Il n'est, au demeurant, pas sans précédent que l'application d'un dispositif légal puisse dépendre de seuils fixés par voie conventionnelle. Tel est, par exemple, le cas de l'exercice du droit, ouvert depuis 1968 aux syndicats représentatifs, de désigner des délégués syndicaux dans les entreprises qui emploient au moins cinquante salariés. Le droit conventionnel peut fixer des seuils inférieurs, avec toutes les conséquences qui en découlent, notamment quant à l'application de la protection légale aux délégués ainsi désignés.
Admise par la jurisprudence (CE Assemblée 31 octobre 1980, ministre du travail c/consortium viticole et vinicole de Bourgogne) cette possibilité a été consacrée par la loi du 28 octobre 1982 qui, s'agissant des délégués syndicaux, a inséré à cette fin un alinéa à l'article L. 412-18 du code du travail. - En l'espèce, la loi retient un critère d'application résidant dans l'absence, en fait ou en droit, de délégués syndicaux. Elle n'a pas fixé a priori de critère numérique uniforme. La détermination de ces seuils est renvoyée, en vertu du IV de l'article 6, aux accords de branche auxquels le législateur a confié le soin de préciser et de compléter le nouveau dispositif. Les partenaires sociaux pourront ainsi prendre en considération les spécificités, propres à chaque branche, de la présence syndicale dans les entreprises.
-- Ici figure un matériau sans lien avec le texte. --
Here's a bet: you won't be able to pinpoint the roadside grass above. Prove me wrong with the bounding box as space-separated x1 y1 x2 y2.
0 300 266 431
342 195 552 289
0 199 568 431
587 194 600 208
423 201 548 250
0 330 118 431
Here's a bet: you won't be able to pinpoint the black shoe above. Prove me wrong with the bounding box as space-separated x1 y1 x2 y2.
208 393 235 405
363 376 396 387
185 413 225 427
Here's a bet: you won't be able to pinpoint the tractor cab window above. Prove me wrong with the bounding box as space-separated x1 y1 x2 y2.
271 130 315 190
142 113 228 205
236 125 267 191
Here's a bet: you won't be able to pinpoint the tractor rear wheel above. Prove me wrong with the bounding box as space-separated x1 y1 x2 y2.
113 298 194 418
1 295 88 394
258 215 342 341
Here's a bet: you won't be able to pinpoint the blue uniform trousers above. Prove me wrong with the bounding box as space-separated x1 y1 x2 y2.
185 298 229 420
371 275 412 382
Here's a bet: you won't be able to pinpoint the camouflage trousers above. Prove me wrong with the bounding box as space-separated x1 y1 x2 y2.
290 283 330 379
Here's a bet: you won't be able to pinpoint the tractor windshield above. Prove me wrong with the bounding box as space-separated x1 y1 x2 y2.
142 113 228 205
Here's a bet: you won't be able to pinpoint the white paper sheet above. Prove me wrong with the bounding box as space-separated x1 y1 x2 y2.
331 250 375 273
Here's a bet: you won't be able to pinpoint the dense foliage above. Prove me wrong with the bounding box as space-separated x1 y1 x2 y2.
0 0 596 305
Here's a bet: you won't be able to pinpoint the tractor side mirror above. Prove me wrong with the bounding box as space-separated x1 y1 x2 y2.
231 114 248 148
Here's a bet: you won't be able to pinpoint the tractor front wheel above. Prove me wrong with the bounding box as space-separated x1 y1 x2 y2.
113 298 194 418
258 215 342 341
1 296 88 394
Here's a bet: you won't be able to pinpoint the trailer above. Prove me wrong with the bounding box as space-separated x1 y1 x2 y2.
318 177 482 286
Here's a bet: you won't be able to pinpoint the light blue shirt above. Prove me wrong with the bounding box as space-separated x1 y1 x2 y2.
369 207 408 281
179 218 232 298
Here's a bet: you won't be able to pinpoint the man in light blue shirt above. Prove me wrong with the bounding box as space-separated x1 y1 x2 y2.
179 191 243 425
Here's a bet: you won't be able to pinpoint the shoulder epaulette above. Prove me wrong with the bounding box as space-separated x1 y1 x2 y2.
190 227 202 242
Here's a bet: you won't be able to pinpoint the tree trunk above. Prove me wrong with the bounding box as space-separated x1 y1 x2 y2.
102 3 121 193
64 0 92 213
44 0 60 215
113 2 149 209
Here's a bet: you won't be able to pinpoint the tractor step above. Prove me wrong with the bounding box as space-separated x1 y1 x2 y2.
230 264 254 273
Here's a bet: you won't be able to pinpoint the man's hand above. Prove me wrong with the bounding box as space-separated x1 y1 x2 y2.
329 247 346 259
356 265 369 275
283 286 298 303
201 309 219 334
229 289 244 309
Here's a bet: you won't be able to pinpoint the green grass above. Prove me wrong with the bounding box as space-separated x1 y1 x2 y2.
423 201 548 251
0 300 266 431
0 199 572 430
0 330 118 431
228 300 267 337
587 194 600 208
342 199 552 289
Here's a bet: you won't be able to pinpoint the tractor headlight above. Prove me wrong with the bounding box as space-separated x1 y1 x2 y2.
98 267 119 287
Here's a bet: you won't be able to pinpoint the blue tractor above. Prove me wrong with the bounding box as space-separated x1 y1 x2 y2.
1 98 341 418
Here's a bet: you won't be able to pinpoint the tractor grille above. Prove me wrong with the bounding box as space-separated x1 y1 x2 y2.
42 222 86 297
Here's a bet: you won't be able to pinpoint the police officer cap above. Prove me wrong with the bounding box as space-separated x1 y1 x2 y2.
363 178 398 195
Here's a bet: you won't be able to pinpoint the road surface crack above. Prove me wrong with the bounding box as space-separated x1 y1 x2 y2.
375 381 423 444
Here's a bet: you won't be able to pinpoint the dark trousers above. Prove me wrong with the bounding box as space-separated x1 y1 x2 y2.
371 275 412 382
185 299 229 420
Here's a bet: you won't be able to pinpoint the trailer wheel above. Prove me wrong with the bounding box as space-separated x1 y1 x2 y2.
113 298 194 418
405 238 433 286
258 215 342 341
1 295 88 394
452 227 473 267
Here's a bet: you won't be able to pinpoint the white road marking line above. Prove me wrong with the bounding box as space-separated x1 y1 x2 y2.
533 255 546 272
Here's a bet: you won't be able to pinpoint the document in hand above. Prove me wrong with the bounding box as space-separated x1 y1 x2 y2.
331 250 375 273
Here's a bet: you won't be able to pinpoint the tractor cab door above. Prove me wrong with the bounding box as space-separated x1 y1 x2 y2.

Il sera, en particulier, tenu compte de la différence de situation entre les branches quant à la présence de délégués syndicaux ou de délégués du personnel en tenant lieu, quant à la taille moyenne des entreprises et,
partant, quant à la nécessité de mettre en oeuvre les nouvelles modalités de négociation. Au regard de l'objectif poursuivi par les signataires de l'accord du 31 octobre 1995 et par le législateur, cette nécessité ne présente pas la même force dans tous les secteurs : par exemple, dans celui de l'énergie, 70 p. 100 des établissements couverts par l'enquête réalisée en 1993 ont au moins un délégué syndical, tandis que dans ceux du commerce ou du bâtiment ce taux n'est que de 35 p. 100. Au regard de l'objectif poursuivi par la loi, une telle modulation est plus conforme au principe d'égalité qu'un seuil uniforme.